Objectives: To determine the acute circulatory effects of an open fracture and the circulatory effects of different fluid resuscitation strategies after such a fracture.
Design: Randomized controlled laboratory study.
Setting: Medical Research Council laboratory, university medical school.
Subjects: Four groups of ten immature female Large-White pigs (16.5-27.0 kg): those receiving limited resuscitation, moderate resuscitation, and normal resuscitation, as well as surgical controls.
Interventions: After induction and intubation with 3% halothane, anesthesia was maintained with intravenous Saffan. Cannulae were placed in the left external jugular vein and both axillary arteries. A pulmonary artery flotation catheter was introduced through the jugular cannula. The left femur was exposed for fracture with a captive bolt. Resuscitation was with 0.9% saline; the moderate resuscitation group received less than the normal resuscitation group (840 +/- 67 mL vs. 1873 +/- 96 mL), whereas the surgical control and limited resuscitation groups received the lowest volumes (466 +/- 10 mL and 452 +/- 19 mL, respectively).

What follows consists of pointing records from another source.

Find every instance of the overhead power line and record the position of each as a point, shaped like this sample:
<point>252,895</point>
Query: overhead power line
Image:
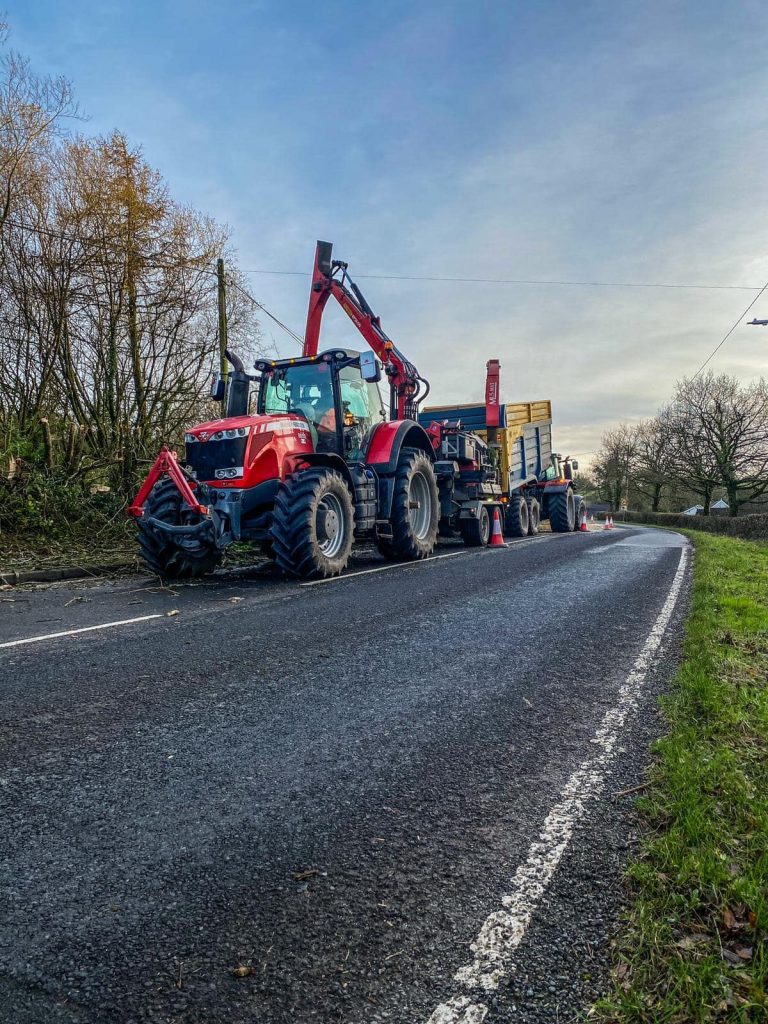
<point>717,348</point>
<point>525,281</point>
<point>260,305</point>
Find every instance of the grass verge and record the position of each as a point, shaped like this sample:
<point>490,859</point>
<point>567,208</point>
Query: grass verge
<point>693,945</point>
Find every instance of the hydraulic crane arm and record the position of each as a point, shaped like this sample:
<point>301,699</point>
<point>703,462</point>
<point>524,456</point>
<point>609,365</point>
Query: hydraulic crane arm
<point>330,278</point>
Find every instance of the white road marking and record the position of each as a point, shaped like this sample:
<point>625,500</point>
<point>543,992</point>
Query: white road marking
<point>84,629</point>
<point>503,930</point>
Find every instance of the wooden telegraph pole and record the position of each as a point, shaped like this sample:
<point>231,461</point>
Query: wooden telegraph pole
<point>222,318</point>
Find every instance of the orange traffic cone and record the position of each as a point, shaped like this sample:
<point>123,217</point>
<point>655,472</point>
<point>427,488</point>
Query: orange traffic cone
<point>497,538</point>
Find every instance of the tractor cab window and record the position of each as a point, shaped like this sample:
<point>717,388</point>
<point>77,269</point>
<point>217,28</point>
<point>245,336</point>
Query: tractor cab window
<point>307,389</point>
<point>361,408</point>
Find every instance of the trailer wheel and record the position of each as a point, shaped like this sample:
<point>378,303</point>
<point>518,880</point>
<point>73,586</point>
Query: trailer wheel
<point>184,558</point>
<point>534,516</point>
<point>313,523</point>
<point>476,532</point>
<point>562,512</point>
<point>415,509</point>
<point>516,517</point>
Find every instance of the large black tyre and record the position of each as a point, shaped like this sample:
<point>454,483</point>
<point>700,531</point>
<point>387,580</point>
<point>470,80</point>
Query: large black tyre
<point>182,557</point>
<point>476,532</point>
<point>516,517</point>
<point>416,509</point>
<point>562,512</point>
<point>578,502</point>
<point>535,516</point>
<point>313,523</point>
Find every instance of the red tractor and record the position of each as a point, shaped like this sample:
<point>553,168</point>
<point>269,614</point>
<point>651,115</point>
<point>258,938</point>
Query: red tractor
<point>314,466</point>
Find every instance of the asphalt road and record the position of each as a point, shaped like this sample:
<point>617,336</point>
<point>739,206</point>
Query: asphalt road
<point>303,804</point>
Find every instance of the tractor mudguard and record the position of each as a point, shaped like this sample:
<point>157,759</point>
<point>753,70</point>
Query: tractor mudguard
<point>387,439</point>
<point>383,452</point>
<point>329,459</point>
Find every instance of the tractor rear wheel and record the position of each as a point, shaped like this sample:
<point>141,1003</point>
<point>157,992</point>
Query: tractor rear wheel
<point>562,512</point>
<point>180,557</point>
<point>476,532</point>
<point>313,523</point>
<point>416,509</point>
<point>516,517</point>
<point>534,516</point>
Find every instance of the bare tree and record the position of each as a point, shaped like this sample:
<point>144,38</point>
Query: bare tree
<point>722,431</point>
<point>33,108</point>
<point>651,463</point>
<point>613,465</point>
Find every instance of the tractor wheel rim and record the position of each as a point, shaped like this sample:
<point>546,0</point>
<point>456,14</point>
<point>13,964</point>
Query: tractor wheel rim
<point>330,525</point>
<point>419,506</point>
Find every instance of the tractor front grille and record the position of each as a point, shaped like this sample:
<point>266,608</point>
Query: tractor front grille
<point>206,457</point>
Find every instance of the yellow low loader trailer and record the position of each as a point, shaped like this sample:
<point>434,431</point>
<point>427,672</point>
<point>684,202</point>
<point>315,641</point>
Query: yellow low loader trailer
<point>512,467</point>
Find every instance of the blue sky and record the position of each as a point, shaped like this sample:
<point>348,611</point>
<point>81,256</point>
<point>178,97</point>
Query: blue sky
<point>620,141</point>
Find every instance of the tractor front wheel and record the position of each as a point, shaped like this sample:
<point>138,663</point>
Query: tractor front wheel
<point>415,509</point>
<point>562,512</point>
<point>313,523</point>
<point>174,556</point>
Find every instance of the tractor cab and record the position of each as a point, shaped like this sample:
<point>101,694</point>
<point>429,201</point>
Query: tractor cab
<point>336,392</point>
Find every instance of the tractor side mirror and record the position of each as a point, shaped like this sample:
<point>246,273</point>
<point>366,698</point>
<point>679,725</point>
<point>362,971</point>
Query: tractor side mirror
<point>370,368</point>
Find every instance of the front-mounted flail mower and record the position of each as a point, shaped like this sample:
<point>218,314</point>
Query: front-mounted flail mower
<point>315,465</point>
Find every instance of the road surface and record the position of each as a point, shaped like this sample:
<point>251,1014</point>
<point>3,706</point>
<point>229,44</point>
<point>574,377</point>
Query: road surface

Measurements and main results: Measurements/calculations of global hemodynamics (intravascular pressures, e.g., mean arterial pressure, heart rate, stroke volume index, cardiac output/index, left ventricular stroke work index, and systemic vascular resistance index), metabolism (oxygen delivery index and consumption index, oxygen extraction ratio, plasma lactate, hemoglobin), blood gases, pH, and hematocrit were made before fracture, immediately and 30 mins after fracture, and at 30-min intervals for the next 4 hrs. Hind-limb muscle water content was determined by dessication. Femur fracture led to acute reductions in cardiac output/index, stroke volume index, and oxygen delivery index and increases in systemic vascular resistance index and oxygen extraction ratio. In the absence of fluid resuscitation, these changes persisted and were accompanied by hypotension. Normal resuscitation attenuated the fracture-induced changes such that the only differences during resuscitation between limited resuscitation and normal resuscitation were a reduction in hematocrit in the latter and an increase in oxygen extraction ratio in the former. Water content increased in both injured and uninjured muscle.
Conclusions: The cardiovascular and metabolic changes associated with femur fracture in the anesthetized pig can be reversed or prevented by crystalloids given in a volume equivalent to Advanced Trauma Life Support guidelines.